Figure 1. Map of the cerebrovascular structure (from Wikipedia).

If you would like to help with this study as a master's or bachelor's thesis project, please send Bryn Martin an email with your resume and research interests.


The problem

Measurement of cerebrovascular properties such as compliance has been of interest as it is an indicator of cerebrovascular health. However, primarily due to lack of access and insufficient spatial and temporal measurement resolution, compliance measurement of the cerebral vessels has been limited to superficial and larger diameter vessels such as the carotid artery (CA) using ultrasound (US) and magnetic resonance imaging (MRI). Compliance measurement of vessels deep within the cranium, such as the middle cerebral artery (Figure 1), has required ex vivo studies or highly invasive techniques which are not practical to perform on human subjects. Thus, a cerebrovascular compliance measurement technique which can quantify small vessel (<3 mm ID) compliance deep within the cranium is desirable.
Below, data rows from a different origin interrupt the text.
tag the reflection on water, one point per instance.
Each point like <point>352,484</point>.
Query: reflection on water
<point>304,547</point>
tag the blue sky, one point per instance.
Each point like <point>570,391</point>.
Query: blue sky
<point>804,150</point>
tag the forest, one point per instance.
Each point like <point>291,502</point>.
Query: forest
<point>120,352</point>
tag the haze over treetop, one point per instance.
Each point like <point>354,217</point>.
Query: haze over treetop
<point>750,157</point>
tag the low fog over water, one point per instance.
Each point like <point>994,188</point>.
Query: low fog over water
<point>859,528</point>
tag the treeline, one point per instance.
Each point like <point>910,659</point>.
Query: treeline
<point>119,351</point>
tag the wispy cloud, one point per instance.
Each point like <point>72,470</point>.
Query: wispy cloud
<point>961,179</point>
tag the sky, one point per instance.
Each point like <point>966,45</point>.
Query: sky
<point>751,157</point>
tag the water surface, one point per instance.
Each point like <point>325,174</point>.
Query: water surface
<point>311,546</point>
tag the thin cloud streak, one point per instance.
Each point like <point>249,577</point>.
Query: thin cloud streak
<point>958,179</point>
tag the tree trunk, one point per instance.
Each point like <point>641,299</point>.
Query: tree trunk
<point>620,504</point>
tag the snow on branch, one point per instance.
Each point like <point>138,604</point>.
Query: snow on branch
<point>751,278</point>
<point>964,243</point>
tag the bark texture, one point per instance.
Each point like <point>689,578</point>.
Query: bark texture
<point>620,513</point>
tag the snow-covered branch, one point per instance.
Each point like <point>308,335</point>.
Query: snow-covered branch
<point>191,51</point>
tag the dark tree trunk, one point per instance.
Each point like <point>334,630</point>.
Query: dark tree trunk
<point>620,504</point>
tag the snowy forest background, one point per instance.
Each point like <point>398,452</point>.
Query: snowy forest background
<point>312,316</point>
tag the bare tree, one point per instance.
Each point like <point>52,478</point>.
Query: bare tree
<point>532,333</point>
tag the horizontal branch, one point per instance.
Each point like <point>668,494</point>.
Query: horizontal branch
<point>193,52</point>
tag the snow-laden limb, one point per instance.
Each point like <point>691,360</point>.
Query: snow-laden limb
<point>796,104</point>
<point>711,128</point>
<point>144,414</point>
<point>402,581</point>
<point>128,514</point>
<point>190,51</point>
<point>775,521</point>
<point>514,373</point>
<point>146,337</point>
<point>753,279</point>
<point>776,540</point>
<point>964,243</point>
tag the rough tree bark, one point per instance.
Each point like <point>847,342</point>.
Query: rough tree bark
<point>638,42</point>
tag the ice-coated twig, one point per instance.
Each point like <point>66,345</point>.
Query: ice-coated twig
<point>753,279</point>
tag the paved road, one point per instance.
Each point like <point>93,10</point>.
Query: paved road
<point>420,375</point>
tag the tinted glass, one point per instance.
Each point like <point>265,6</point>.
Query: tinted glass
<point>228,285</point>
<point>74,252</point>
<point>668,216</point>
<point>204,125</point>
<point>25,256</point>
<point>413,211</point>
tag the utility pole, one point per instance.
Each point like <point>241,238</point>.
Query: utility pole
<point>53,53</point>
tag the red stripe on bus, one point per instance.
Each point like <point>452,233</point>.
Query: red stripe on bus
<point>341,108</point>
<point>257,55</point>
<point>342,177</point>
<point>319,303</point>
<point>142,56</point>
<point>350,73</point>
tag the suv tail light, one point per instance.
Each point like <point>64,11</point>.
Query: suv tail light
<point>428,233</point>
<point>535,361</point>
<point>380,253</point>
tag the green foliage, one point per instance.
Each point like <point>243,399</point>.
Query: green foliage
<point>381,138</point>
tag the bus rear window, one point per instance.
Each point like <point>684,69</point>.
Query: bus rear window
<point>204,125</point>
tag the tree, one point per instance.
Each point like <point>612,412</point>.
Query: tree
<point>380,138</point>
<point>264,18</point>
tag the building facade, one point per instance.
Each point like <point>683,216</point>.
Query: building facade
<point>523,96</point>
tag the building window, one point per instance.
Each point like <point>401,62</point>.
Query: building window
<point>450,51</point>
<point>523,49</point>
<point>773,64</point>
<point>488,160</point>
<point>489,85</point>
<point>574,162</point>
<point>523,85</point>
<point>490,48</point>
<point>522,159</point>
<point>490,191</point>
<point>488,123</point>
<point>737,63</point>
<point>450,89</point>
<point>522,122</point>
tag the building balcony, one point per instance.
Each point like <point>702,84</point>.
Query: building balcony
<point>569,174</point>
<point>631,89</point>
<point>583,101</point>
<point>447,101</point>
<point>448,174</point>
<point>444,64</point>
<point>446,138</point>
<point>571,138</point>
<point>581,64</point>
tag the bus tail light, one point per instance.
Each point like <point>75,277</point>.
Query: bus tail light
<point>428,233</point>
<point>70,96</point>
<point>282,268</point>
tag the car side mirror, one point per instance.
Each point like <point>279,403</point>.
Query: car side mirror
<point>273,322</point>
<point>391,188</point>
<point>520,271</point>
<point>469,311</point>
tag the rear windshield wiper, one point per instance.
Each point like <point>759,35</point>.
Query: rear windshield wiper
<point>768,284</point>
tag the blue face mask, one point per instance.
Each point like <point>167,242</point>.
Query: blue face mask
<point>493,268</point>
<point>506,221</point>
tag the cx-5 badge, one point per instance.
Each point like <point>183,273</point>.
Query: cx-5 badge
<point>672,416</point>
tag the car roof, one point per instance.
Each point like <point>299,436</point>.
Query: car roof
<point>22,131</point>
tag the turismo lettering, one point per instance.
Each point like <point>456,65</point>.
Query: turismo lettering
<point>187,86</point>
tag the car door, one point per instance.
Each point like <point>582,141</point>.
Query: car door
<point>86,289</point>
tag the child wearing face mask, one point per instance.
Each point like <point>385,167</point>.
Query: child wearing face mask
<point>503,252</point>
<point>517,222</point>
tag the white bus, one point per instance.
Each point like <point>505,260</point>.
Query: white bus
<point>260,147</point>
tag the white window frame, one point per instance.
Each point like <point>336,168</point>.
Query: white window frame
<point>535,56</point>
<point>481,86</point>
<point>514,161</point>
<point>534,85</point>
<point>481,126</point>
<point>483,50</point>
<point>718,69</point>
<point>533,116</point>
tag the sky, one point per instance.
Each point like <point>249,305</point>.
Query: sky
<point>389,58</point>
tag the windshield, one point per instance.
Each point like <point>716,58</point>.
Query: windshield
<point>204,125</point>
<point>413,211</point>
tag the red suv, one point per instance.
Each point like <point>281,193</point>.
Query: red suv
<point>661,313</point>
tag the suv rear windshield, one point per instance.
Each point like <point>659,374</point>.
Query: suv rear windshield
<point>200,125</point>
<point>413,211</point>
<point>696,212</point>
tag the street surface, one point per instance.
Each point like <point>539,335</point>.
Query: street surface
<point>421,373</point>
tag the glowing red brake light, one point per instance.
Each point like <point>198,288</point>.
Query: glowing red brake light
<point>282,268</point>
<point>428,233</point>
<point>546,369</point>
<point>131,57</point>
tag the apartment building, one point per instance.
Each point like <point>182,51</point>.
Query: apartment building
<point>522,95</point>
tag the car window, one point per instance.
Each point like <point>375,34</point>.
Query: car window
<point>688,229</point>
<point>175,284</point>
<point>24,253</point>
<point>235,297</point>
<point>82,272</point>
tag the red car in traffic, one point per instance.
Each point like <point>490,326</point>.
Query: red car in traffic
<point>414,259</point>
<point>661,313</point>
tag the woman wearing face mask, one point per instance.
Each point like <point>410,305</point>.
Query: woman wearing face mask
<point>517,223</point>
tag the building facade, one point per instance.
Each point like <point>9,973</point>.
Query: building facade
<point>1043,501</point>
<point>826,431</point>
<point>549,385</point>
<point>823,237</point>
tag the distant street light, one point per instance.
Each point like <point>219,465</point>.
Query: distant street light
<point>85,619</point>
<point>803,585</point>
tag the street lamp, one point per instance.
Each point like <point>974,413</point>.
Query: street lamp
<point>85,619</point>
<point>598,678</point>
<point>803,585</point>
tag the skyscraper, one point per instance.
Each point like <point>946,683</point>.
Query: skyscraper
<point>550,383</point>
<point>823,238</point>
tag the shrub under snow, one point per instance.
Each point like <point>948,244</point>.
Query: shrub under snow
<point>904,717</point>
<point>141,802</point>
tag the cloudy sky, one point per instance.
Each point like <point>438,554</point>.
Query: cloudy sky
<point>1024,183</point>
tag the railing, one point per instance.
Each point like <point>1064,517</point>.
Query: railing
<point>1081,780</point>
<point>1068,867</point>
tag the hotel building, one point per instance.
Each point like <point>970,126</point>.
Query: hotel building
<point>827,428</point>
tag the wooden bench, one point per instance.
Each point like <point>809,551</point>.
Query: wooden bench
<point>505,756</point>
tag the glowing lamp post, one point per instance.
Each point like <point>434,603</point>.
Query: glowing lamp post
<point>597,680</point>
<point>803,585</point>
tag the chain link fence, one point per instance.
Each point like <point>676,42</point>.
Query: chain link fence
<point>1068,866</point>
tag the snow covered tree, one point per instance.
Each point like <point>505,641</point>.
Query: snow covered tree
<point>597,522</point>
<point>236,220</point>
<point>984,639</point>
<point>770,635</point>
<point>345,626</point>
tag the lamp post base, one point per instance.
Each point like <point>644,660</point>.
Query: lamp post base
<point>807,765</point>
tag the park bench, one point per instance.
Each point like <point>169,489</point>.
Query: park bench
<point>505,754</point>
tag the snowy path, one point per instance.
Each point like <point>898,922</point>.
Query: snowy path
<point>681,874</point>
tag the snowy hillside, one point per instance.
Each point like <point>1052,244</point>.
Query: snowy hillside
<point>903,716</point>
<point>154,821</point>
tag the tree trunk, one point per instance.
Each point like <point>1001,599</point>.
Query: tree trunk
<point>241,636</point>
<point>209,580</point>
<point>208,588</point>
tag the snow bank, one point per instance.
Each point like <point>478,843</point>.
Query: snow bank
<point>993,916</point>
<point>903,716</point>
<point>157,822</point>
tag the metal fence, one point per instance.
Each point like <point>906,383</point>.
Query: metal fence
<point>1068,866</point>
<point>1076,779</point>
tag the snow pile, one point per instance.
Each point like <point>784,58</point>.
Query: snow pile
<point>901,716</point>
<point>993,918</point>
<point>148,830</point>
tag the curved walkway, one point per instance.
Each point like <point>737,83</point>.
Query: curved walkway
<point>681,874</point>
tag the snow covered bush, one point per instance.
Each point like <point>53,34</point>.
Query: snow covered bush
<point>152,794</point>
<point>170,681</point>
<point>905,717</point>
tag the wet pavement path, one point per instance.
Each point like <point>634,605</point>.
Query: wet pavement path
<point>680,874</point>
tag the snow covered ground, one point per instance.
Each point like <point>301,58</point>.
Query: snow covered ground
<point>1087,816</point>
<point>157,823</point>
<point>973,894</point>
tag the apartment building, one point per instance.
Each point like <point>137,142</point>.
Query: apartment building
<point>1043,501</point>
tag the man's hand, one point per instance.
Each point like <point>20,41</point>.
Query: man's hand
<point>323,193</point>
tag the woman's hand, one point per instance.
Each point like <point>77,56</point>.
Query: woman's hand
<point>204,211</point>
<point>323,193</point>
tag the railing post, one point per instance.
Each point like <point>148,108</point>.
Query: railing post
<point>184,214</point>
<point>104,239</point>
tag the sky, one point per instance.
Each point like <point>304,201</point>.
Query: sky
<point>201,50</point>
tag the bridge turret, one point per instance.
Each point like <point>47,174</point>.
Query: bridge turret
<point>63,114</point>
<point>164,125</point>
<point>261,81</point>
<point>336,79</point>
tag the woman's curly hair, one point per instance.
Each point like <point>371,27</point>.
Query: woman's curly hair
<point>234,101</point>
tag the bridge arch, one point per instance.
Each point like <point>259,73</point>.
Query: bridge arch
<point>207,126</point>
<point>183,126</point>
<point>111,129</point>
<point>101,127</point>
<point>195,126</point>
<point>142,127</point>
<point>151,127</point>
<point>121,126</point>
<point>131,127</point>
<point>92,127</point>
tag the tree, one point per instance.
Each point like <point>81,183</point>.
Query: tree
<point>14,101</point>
Hypothesis and research objectives

The goal of this research is to design, develop, and analyze a device and method for measurement of changes in cerebrovascular compliance and prove the efficacy of the technique through in vivo and in vitro studies.

Methods and study outline


Expected results and potential impact

If proven efficacious, the proposed device and method will provide non-invasive, real-time, and in situ information about the compliance of the cerebrovascular system. The device could lead to technology transfer for bedside or surgical monitoring of cerebrovascular properties.